Despite his daily wine intake, the “Equalizer 3” star said he never drank while he was working or preparing for a role, not even during the filming of “Flight,” which follows the story of an alcoholic pilot.
“I would clean up, go back to work — I could do both,” he said. “However many months of shooting, bang, it’s time to go. Then, boom.Three months of wine, then time to go back to work.”
The actor admitted this pattern was easier to maintain when he was younger.
“Two months off and let’s go. But drinking was a fifteen-year pattern. And truth be told, it didn’t start in ’99. It started earlier,” he explained.
Washington, who was born and raised in Mount Vernon, N.Y., described what it was like growing up there in the late ‘70s. Hanging out in the projects with folks who exposed him to heroin, cocaine, hard liquor, and more, he admits experimenting but personally “never got strung out” on any of it.

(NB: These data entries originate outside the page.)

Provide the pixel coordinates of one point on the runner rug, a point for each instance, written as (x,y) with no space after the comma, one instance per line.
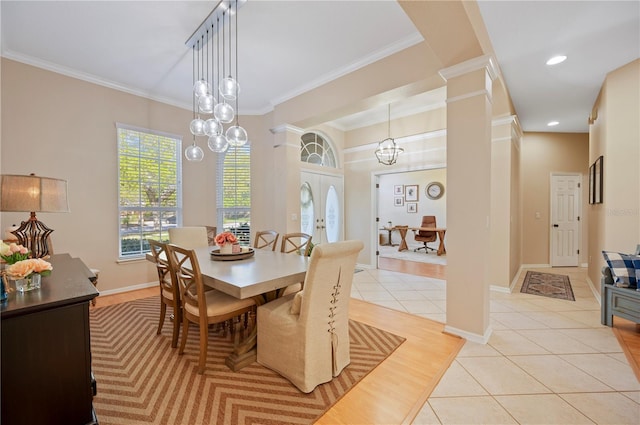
(142,380)
(548,285)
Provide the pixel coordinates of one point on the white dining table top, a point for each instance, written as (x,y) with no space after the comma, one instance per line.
(264,272)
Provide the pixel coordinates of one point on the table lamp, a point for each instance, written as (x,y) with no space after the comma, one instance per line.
(33,194)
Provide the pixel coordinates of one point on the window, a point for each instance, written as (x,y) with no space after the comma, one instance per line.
(314,149)
(234,192)
(149,188)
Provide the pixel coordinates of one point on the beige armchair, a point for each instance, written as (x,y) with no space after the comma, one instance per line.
(305,336)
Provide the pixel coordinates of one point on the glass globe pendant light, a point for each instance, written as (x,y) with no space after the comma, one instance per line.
(237,136)
(205,103)
(218,143)
(194,152)
(229,88)
(224,112)
(212,127)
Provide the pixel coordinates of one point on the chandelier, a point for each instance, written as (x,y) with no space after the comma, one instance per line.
(214,47)
(388,150)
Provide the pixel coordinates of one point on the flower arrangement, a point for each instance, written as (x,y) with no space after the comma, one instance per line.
(26,268)
(225,238)
(12,253)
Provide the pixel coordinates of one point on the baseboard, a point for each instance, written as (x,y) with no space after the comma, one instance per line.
(480,339)
(129,288)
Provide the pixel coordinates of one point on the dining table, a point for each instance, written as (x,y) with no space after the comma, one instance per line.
(264,276)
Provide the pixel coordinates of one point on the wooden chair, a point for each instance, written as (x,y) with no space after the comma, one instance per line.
(190,237)
(305,336)
(295,242)
(424,237)
(199,306)
(266,239)
(169,292)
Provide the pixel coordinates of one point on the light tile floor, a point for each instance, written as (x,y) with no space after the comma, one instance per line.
(548,361)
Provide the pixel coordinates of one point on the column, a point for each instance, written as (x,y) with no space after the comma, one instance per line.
(286,169)
(469,112)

In fact, much of that early life experience has since been infused into some of Washington’s biggest and most complex characters. Even still, he said, “I can’t think of a single role where I would say, ‘Man, that’s me.’ Entirely me? No, no.”
Since quitting drinking, he feels “things are opening up” for him.
“Like being seventy,” he said. “It’s real. And it’s okay. This is the last chapter—if I get another thirty, what do I want to do? My mother made it to ninety-seven.”
The husband and father of four has also been making fitness more of a priority these days, thanks to Lenny Kravitz, who introduced him to his trainer.
“I’m doing the best I can,” he said.
As he’s been noting along the press run for “Gladiator II,” he also has thoughts around upcoming projects that may prove to be his last — and yes, those include two more “Equalizer” films.
“People love those daggone ‘Equalizers,’” he said.